The city of North Charleston is fighting to overturn two citations issued by state workplace safety officials in connection with its handling of a July 2010 fire on Purity Drive in which three firefighters were injured.

The state Occupational Safety and Health Administration cited the North Charleston Fire Department for failing to properly monitor the whereabouts of its firefighters battling the blaze and for not having enough personnel at the ready to help in the event of an emergency. The citations carried a $2,000 fine.

The city maintains that OSHA overstepped its authority and is attempting to enforce regulations that the state never formally adopted or notified fire departments to follow.

Of particular concern is a standard that would require the first fire captain on the scene to fill out worksheets detailing firefighter assignments and other information before helping to extinguish the blaze, attorney Sandra Senn, who represents the city, said.

OSHA maintains this would improve safety at fire scenes, but opponents argue that the measure saddles the most experienced member of the fire crew with bureaucratic chores at a time when every second counts.

“Our fire department is meticulous in its safety procedures, but what OSHA is requesting could endanger our citizens, their property, and our firefighters,” North Charleston Mayor Keith Summey said. “If your house is on fire with family members inside, would you want the first responding fire captain to be filling out paper work or saving your family?”

The city has also contested a citation for failing to adhere to the so-called “two in, two out” rule throughout the fire.

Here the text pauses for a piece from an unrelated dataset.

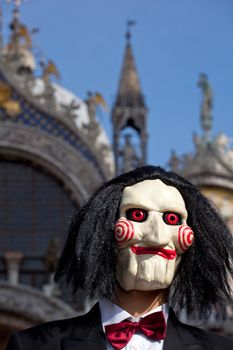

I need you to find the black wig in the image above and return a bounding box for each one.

That safety practice requires that at least two firefighters enter a burning building and remain in contact while at least two more remain outside, ready to help should an emergency arise.

Though one firefighter mistakenly left his assignment outside the building and entered the home during the fire, photographs show the department had more than enough people on the outside to compensate for his absence, fire officials said.

OSHA officials would not discuss the North Charleston case or the new requirements for firefighters because the case is being contested in Administrative Law Court. In court papers, however, OSHA has argued that the citations should stand because the fire department exposed its firefighters to recognized and potentially deadly hazards, such as being trapped in a burning building.

The case stems from a fast-moving blaze that tore through a two-story home on Purity Drive, in the Hollow Oaks neighborhood, on July 7, 2010. Shortly into the fire, an explosion occurred, injuring three firefighters. Photographs from the scene show two of the men scrambling from a second-floor window as smoke billows out.